Cutting may relieve that tension, even if it is temporary. For others, cutting seems like a way of feeling in control in situations that are otherwise uncontrollable.
Cutting can be triggered by strong feelings that the person is unable to cope with like anger, hurt, shame, frustration or alienation. A cutter may engage in self-injury to find relief from the pain of a relationship break-up or to alleviate feelings of rejection.
Sometimes cutting is a symptom of other mental health disorders that contribute to their emotional tension. Cutting is sometimes (not always) associated with depression, bipolar disorder, eating disorders, obsessive thinking, compulsive behaviors or difficulty with impulse control.
It is not uncommon to find cutters that have significant problems with drug or alcohol abuse.
Yet others use cutting to cope with the emotions that were caused by a traumatic experience such as abuse, violence, or disaster. For them, cutting feels like a way to wake-up from a sense of numbness after the experience. It can also be a means to express anger toward the experience or try to get control of it. The mix of emotions that trigger self-injury is complex and often multi-faceted. In general, cutting is the result of an inability to use healthy coping skills to deal with psychological pain.
Intervention can be accomplished through therapy, medication, or a combination of the two. However, identifying and treating people who cut is difficult due to their tendency to hide the signs of self-mutilation. Self-injury also appears to be addictive, which further complicates treatment. The positive feeling that is generated by cutting may be due to the release of endorphins (“endogenous opiates”) which mimic a “high” and are pain killers as well.

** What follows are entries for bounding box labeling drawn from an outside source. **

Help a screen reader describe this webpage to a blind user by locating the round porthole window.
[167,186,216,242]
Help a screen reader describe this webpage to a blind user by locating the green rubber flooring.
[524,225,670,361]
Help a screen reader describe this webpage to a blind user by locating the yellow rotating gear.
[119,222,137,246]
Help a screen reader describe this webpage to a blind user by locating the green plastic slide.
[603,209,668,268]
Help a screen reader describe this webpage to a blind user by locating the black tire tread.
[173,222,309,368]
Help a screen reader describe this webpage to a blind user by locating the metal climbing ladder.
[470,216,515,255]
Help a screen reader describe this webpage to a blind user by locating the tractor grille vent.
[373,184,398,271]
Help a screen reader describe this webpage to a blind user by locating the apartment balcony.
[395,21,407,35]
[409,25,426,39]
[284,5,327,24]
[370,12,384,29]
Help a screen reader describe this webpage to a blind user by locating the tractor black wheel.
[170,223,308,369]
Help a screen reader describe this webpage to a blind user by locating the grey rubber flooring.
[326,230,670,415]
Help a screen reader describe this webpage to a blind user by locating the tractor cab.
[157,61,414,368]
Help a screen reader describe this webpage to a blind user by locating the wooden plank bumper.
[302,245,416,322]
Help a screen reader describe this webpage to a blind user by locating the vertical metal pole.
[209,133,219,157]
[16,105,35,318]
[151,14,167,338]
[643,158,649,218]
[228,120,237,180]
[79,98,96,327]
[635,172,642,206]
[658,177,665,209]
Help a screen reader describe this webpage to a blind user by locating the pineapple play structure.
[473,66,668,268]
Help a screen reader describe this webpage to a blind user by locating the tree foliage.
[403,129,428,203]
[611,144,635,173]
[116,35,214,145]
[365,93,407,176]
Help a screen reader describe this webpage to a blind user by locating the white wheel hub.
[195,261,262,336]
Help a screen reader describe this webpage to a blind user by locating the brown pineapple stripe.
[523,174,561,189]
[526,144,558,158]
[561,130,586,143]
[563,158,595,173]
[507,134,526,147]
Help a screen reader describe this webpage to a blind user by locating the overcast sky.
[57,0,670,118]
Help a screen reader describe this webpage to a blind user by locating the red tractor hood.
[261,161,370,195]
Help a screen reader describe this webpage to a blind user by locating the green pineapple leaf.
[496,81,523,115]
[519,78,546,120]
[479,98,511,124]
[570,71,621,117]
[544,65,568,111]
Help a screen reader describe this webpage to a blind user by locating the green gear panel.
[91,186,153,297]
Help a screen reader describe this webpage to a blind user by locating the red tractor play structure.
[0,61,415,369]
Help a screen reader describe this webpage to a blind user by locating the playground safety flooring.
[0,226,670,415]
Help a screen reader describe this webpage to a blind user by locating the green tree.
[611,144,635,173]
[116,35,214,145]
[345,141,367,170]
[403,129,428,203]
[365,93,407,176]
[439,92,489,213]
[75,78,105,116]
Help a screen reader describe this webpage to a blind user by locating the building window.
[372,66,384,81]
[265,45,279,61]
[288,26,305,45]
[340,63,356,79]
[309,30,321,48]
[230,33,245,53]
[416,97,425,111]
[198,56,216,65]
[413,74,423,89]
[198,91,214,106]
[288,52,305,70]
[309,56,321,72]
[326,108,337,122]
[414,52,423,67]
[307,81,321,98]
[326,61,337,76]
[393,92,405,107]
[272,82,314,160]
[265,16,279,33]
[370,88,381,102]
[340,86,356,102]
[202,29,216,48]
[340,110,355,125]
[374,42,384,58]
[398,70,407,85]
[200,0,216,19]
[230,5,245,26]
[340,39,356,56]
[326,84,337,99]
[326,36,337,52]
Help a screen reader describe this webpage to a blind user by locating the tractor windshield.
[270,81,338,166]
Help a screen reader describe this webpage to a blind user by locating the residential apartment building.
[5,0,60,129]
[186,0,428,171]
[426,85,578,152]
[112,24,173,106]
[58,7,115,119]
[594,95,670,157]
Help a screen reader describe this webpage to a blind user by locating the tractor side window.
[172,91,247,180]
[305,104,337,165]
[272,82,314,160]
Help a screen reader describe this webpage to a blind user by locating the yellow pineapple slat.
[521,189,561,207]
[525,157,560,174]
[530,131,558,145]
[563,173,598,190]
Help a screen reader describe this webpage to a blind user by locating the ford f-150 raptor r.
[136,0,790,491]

Psychotherapy can help recognize and manage underlying issues that may elicit self-injury. It can also teach the individual coping skills to better tolerate stress, regulate their emotions, increase self esteem and better handle relationship problems.
Cognitive behavioral therapy, dialectical behavior therapy and psychodynamic psychotherapy have been particularly helpful in addressing the issues of self-injury.
A physician may recommend medication to help improve depression, decrease anxiety or help with other mental disorders commonly associated with self-injury. There are no medications for specifically treating cutting or self-injury.
Cutting is serious. The condition needs to be treated by medical or mental health professionals as its addictive and cyclical nature makes it almost impossible for a cutter to stop without help.